Hello Norman
To mitigate the risk of symbol files generated from a 32-bit .lib.so to
be used on a 64-bit architecture, the Genode build system invokes the
check_abi tool [2] after linking each shared library. Besides
safety-checking the symbol sizes, the tool also performs a few other
useful sanity checks. I think that Goa should follow these footsteps by
invoking this tool, safeguarding the maintenance of ABIs.
[2] https://github.com/genodelabs/genode/blob/master/tool/check_abi
Thanks for the directional explanation, I will also integrate the
`check_abi` tool.
Thank you for clarifying, and congratulation for making it work!
I find it is interesting that the generated shared libraries work, which
are - in your latest version - still linked without the genode_rel.ld
script.
I'm not quite sure that the unconditional linkage of ld.lib.so is the
right way to go, though. Why should a plain POSIX application or library
depend on Genode's ABI after all?
The important part should be the linking of the 'ldso_so_support'
library (as provided by the api/so depot archive) to .lib.so files and
presumably the use of genode_rel.ld - essentially mirroring what
Genode's build system does.
Thanks for explaining these internals. Using the Genode build system I
never had to think about these things.
I will adapt my changes to take everything mentioned above in to account.
If such a warning can be added without much trouble, I'm for it.
Mentioning this limitation in the documentation would be perfectly fine
also.
Looking at the code, I think, the only place where the warning can
easily be added, is when extracting the library symbols. Everywhere else
it isn't clear if a library, a binary or both are built.
Adding the information to the documentation is definitively really
important. I'll do that.
When using the depot directory of my Genode source tree, I noticed one
minor "annoyance" now that the `pubkey` and `download` files have
moved to a different location, Goa doesn't find them and complains. If
you wont mind, I will add an option to specify the location(s) of the
depot users.
Does that mean that adding depot keys via 'goa add-depot-user' does not
work?
goa add-depot-user <name> --depot-url <url> --pubkey-file <file>
When configuring a depot location via the 'depot_dir' configuration
variable, this step should add the keys to the referenced depot.
I think what you are observing is that the "key ring" is initially empty
because genode/depot/ no longer hosts any keys by default. But
ultimately this is how it should be, doesn't it?
As I used the shared depot, I thought that I could skip over this step.
But I agree with your explanation, and the general work-flow.
What do you think about adding the possibility to copy the files from a
sculpt directory the user already uses for "normal" Genode work?

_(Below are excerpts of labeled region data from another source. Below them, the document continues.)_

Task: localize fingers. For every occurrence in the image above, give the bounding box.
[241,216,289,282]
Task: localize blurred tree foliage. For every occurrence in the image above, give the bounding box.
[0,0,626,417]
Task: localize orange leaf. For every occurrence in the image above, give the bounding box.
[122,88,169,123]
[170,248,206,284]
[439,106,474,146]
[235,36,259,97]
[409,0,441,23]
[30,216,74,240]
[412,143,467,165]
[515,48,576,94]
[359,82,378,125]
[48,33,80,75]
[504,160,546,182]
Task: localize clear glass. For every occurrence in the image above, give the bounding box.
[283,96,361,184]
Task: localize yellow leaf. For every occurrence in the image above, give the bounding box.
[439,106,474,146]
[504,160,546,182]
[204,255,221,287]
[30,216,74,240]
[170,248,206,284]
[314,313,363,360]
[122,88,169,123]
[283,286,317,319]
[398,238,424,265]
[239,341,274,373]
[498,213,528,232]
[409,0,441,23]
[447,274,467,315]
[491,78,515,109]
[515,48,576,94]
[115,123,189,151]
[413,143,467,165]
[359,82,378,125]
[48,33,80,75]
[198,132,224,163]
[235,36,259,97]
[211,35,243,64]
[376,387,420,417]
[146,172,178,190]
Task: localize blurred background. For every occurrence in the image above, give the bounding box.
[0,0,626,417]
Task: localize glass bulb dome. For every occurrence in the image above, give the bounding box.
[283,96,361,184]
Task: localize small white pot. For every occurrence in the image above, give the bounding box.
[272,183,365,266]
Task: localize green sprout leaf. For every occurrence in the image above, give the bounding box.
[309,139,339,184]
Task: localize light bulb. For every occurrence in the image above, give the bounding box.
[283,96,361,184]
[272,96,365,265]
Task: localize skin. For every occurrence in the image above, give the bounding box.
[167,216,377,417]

goa add-depot-user <name> --sculpt-path <path/to/sculpt>
When used like that, there would probably no need to reset the depot
directory. That way one could save some time recompiling artifacts
already existing.
Regarding your commit "cmake support sub directory for cmake", have you
considered solving this issue by placing a CMakeLists.txt file with the
following line in your project's src/ directory?
add_subdirectory(relative/path/to/subdirectory)
By keeping this tweak as patch inside the project's patches/ directory
(to be applied on 'goa import'), you should be able to refer to any sub
directory (or even multiple of them) via Goa's existing cmake support.
As I do not really know CMake, I didn't think of that. With a few more
lines added this works. Therefore this patch will no longer be included.